Irrespective of these setbacks, the political system has remained stable under President Putin. The majority of the Russian population is not opposed to democracy as a system of government and supports the “Putin system.” In summary, Russia’s stateness and the quality of its political system have not changed significantly since President Putin consolidated his political power in 2000.
4.2 Market economy development
The socioeconomic situation improved slightly during the period under review. This development is mainly the result of economic recovery and less of state-sponsored measures. Accordingly, the improvement has been especially significant since the effects of the economic boom reached society in 2000. The dimension of this boom is described in the table below. It is noteworthy that unemployment has not been reduced substantially despite of high economic growth in a stable macroeconomic environment.
Table: Development of macroeconomic fundamentals (2000-2004)
Sources: EBRD – Transition Report 2005; Russian Federal Service for Statistics; Bank of Finland Institute for Economies in Transition. ¹estimated; ²Citibank Russia
The economic reforms initiated under President Putin substantially improved the formal institutional framework for market-economy action in several segments of the economic system. However, despite the strong quantitative and qualitative improvement in overall economic development serious problems remain in the economic regime. Regulatory deficiencies exist are still found in the banking system and capital market or the social system. Deficiencies in implementation are to be found in many areas of policy. Most importantly, the changes in the formal institutional framework have not been implemented in full in many policy areas because of bureaucratic inefficiencies, corruption or political interference.
D. Strategic perspective
As president Putin has successfully consolidated his power, any major changes in Russia’s political and economic development are unlikely before the end of his second term in 2008. Putin has made his political and economic aims clear, which allows for a solid prognosis.

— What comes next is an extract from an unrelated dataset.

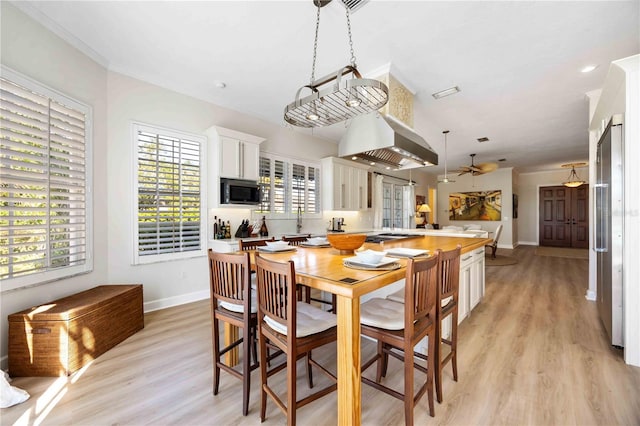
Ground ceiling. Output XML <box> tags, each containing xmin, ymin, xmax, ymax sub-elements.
<box><xmin>14</xmin><ymin>0</ymin><xmax>640</xmax><ymax>173</ymax></box>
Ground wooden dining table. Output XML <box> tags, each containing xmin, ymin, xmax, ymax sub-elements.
<box><xmin>245</xmin><ymin>236</ymin><xmax>492</xmax><ymax>425</ymax></box>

In the political sphere most of Putin’s reform projects will go unchallenged. A change in the laws governing political parties and elections will lead to fewer relevant political parties. Regional governors will be appointed by the president and no longer elected. This will weaken the governors’ powers and strengthen the Kremlin’s in regional affairs.Reforms will also mean that regional governments will lose certain authorities to the national government. Political pressure on mass media and politically active NGOs will persist. The armed conflict in Chechnya will continue, as will the massive human rights abuses committed by the Russian military.
In the economic sphere, the executive branch will focus on the promotion of growth. However, it is presently unclear at present whether that means further liberal market reforms, like the break-up of natural monopolies and the reform of utilities, or whether the government will focus exclusively on control measures like the fight against corruption and administrative reform. It is also not clear how often the government will intervene directly in economic activities as it did during the Yukos affair. Russia’s economic policy seems to be standing at a crossroads.
However, an abrupt change in policy seems unlikely, as does a sudden recession. The government will continue to profit from the large revenues generated thanks to the high price of oil. There is no opposition to a continued policy of austerity. Therefore, economic growth is likely to continue, and development of the market economy will be limited.
Putin’s goals are clear and he is unwilling to alter his position in reaction to international criticism. External supporters of Russia’s development can either try to find a niche within the current system or withdraw altogether from Russia. It is not possible—at this juncture—to predict any significant changes when Putin’s second term ends in 2008.